TDAAD – Topological Data Analysis for Anomaly Detection

Overview

TDAAD is a Python package for unsupervised anomaly detection in multivariate time series using Topological Data Analysis (TDA). Website and documentation: https://irt-systemx.github.io/tdaad/

It builds upon two powerful open-source libraries:

  • GUDHI GUDHI for efficient and scalable computation of persistent homology and topological features,
  • scikit-learn scikit-learn for core machine learning utilities like Pipeline and objects like EllipticEnvelope.

TDAAD implements the methodology introduced in:

Chazal, F., Levrard, C., & Royer, M. (2024). Topological Analysis for Detecting Anomalies (TADA) in dependent sequences: application to Time Series.
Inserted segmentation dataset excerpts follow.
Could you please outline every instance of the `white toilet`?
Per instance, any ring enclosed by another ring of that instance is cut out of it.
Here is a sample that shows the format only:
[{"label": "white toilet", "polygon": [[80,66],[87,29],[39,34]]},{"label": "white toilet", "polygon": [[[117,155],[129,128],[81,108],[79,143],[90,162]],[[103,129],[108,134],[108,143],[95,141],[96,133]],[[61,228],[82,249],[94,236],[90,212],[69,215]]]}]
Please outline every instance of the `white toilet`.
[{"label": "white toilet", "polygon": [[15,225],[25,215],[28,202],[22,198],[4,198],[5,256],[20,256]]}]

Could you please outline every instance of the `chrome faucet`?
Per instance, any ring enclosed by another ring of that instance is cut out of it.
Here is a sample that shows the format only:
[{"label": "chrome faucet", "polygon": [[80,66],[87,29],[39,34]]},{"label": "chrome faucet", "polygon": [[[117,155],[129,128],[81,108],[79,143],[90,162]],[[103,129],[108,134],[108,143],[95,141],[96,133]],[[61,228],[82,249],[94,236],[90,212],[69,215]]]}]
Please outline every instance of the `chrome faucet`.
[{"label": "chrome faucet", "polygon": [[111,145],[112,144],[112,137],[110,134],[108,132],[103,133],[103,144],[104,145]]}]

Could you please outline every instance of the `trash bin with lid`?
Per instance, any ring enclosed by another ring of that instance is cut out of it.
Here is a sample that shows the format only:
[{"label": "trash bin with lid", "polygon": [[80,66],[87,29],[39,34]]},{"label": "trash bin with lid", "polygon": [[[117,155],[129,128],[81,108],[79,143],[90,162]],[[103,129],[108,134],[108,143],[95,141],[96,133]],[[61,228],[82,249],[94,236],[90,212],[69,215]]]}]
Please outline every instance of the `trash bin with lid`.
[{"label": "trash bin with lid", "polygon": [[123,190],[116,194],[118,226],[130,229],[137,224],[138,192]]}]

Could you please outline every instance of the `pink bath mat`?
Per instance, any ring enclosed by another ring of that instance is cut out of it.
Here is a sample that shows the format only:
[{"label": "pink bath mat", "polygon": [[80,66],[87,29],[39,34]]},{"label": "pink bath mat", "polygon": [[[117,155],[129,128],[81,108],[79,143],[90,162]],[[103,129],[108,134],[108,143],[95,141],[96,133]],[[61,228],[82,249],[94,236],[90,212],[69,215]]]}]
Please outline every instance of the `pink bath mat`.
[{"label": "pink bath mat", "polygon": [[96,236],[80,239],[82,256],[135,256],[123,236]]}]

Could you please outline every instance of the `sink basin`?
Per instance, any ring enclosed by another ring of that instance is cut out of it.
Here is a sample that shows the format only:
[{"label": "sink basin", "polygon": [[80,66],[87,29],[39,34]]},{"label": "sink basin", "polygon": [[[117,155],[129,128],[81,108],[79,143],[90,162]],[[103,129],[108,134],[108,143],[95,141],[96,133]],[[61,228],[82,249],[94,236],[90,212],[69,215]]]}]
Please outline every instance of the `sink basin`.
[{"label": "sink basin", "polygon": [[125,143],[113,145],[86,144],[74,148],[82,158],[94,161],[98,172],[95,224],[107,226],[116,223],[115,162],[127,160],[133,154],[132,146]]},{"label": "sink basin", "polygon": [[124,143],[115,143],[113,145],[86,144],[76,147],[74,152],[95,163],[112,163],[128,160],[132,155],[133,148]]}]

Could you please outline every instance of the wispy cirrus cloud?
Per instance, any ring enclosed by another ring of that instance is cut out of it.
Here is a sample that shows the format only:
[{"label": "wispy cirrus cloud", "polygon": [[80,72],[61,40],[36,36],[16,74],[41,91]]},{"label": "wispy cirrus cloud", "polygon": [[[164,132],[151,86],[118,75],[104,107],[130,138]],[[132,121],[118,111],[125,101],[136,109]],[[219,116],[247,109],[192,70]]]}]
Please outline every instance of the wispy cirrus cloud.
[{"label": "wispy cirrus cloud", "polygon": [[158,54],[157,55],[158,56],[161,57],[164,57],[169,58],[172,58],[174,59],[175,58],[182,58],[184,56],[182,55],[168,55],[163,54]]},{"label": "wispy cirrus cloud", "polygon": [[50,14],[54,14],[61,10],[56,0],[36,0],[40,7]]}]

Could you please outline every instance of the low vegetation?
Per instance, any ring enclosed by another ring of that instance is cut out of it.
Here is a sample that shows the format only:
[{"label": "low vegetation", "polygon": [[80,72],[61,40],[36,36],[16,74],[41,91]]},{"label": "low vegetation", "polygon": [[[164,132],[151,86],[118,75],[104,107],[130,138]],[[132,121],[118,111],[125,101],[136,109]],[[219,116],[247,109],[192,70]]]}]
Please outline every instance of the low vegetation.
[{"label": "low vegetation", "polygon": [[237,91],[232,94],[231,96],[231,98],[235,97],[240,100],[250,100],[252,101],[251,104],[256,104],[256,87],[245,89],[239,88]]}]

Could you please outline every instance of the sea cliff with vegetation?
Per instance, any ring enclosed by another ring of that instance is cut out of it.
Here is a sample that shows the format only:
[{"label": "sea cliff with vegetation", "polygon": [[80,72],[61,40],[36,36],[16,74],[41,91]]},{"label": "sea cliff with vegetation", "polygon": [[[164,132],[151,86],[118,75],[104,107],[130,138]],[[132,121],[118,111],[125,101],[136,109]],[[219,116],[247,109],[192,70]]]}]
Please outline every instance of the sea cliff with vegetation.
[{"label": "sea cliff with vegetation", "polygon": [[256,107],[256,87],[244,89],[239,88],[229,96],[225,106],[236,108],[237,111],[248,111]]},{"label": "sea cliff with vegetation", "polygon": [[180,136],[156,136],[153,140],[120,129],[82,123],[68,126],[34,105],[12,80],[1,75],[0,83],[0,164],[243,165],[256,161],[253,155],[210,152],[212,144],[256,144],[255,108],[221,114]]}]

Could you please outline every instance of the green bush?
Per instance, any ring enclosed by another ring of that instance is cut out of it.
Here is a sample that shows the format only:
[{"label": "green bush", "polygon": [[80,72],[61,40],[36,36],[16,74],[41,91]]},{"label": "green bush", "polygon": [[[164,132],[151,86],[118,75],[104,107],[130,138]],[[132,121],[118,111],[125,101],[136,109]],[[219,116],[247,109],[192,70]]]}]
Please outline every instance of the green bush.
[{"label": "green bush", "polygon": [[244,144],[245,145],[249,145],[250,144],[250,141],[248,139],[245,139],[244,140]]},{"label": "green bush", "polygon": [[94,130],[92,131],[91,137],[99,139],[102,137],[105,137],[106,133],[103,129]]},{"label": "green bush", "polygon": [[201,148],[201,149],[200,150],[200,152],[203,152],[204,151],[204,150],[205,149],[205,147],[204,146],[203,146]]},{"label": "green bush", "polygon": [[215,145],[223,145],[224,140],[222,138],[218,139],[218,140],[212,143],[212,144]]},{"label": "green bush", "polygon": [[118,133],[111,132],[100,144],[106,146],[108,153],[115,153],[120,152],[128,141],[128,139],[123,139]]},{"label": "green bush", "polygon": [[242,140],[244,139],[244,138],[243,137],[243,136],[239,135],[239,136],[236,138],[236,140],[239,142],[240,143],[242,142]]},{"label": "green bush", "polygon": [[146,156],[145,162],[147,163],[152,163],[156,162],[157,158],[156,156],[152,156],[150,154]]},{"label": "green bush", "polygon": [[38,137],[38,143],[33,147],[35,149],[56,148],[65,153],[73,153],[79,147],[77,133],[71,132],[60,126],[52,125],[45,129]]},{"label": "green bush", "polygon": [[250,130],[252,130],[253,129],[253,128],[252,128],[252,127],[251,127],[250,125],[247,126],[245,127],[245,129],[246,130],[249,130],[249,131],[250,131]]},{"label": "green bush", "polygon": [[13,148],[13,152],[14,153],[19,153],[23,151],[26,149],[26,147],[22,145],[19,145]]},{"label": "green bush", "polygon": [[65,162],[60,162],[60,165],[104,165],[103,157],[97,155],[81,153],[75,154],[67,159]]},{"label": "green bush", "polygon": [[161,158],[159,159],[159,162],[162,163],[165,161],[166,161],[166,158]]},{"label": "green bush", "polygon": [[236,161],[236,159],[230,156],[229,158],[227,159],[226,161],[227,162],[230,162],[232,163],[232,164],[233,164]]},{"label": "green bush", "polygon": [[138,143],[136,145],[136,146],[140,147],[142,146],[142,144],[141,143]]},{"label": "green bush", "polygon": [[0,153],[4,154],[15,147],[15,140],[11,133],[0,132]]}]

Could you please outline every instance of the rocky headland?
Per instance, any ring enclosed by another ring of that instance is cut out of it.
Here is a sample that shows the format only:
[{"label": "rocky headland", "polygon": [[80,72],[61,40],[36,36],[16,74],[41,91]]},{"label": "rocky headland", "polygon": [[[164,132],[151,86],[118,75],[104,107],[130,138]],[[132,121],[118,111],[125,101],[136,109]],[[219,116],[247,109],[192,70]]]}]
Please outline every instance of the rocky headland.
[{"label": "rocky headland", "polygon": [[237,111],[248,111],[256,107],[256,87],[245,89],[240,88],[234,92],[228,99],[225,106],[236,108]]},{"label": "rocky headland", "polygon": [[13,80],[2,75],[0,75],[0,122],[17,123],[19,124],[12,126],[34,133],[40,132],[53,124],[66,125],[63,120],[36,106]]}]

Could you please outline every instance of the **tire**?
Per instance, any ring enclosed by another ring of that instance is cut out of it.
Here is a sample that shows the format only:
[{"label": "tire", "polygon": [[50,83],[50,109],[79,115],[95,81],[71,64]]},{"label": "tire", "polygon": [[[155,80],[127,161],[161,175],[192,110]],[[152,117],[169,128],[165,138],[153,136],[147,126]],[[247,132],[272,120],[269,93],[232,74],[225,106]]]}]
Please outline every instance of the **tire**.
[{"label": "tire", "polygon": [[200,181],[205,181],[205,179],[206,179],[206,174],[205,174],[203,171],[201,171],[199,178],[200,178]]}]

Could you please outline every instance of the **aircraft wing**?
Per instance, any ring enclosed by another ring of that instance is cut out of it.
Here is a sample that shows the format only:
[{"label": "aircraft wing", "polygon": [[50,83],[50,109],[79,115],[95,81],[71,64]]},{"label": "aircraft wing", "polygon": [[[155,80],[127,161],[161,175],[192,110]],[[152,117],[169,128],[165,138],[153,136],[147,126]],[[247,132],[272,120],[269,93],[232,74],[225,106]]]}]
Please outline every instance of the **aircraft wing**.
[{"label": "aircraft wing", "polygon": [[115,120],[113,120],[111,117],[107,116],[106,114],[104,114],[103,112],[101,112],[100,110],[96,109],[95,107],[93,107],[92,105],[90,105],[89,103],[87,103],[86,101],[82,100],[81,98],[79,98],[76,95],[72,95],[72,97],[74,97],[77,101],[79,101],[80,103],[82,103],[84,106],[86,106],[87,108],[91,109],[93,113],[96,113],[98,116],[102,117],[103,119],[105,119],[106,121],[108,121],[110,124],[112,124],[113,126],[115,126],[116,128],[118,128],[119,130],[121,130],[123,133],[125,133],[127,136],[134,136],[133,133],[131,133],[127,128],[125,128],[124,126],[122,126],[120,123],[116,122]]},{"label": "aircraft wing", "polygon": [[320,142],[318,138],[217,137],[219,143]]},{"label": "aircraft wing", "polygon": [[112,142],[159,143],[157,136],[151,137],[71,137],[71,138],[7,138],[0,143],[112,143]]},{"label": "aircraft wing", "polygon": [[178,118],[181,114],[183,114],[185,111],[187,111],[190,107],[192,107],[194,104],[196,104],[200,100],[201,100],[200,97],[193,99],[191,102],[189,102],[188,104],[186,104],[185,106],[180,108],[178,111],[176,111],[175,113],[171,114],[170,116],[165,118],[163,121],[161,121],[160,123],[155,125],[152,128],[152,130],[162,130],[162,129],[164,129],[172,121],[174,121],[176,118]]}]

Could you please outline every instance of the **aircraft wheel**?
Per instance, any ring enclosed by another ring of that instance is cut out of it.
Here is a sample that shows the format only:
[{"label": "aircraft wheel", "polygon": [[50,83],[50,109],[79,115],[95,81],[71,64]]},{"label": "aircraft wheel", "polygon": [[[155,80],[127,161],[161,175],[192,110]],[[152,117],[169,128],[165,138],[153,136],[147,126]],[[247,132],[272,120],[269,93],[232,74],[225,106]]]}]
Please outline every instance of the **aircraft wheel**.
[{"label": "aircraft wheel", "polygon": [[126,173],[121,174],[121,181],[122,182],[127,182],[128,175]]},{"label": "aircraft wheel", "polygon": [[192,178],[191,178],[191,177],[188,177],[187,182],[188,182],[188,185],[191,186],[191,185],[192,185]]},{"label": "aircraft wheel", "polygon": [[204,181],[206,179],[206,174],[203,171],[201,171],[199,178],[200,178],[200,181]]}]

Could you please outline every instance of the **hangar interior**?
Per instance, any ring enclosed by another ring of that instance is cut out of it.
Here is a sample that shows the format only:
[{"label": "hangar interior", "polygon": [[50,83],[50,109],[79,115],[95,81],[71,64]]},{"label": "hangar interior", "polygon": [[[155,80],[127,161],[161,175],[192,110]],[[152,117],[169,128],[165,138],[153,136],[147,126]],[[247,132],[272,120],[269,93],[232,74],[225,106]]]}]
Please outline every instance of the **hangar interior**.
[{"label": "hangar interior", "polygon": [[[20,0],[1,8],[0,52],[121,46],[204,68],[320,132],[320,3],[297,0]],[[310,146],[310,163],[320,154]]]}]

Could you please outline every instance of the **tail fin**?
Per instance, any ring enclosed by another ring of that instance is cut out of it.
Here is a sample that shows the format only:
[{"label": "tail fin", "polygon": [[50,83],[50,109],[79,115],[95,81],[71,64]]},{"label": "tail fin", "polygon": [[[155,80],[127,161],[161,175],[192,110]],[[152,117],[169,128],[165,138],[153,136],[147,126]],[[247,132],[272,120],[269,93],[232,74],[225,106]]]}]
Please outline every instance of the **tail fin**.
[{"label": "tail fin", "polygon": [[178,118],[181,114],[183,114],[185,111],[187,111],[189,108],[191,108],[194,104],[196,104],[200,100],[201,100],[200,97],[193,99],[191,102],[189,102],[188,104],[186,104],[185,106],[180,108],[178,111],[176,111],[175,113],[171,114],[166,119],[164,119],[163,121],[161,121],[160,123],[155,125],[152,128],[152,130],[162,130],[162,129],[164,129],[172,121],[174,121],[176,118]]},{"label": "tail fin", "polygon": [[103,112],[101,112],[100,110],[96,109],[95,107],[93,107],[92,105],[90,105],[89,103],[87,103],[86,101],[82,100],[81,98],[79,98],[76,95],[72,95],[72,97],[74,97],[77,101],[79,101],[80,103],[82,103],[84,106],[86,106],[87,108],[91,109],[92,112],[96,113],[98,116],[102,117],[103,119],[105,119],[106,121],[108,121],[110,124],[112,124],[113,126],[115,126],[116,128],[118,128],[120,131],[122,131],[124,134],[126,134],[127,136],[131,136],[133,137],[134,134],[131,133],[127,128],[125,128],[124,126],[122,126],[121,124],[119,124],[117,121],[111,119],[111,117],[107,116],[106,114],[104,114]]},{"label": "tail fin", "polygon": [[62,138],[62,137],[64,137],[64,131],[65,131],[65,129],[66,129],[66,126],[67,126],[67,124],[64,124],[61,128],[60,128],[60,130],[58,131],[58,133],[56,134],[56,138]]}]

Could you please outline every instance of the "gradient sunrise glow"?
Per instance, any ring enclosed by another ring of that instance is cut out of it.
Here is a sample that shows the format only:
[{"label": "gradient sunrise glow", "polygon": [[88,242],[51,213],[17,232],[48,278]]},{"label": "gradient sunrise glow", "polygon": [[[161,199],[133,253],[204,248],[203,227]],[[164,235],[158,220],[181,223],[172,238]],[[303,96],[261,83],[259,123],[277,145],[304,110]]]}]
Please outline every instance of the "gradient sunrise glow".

Journal of Machine Learning Research, 25(365), 1–49. https://www.jmlr.org/papers/v25/24-0853.html

🔍 Features

  • Unsupervised anomaly detection in multivariate time series
  • Topological embedding using persistent homology
  • Scikit-learn–style API (fit, transform, score_samples)
  • Configurable embedding dimension, window size, and topological parameters
  • Works with NumPy arrays or pandas DataFrames

🛠 Installation

Install from PyPI (recommended):

pip install tdaad

Or install from source:

git clone https://github.com/IRT-SystemX/tdaad.git
cd tdaad
pip install .

Requirements:

  • Python ≥ 3.7
  • See requirements.txt for full dependency list

🚀 Quickstart

Here’s a minimal example using TopologicalAnomalyDetector:

import numpy as np
from tdaad.anomaly_detectors import TopologicalAnomalyDetector

# Example multivariate time series with shape (n_samples, n_features)
X = np.random.randn(1000, 3)

# Initialize and fit the detector
detector = TopologicalAnomalyDetector(window_size=100, n_centers_by_dim=3)
detector.fit(X)

# Compute anomaly scores
scores = detector.score_samples(X)

You can also use pandas.DataFrame instead of a NumPy array — column names will be preserved in the output.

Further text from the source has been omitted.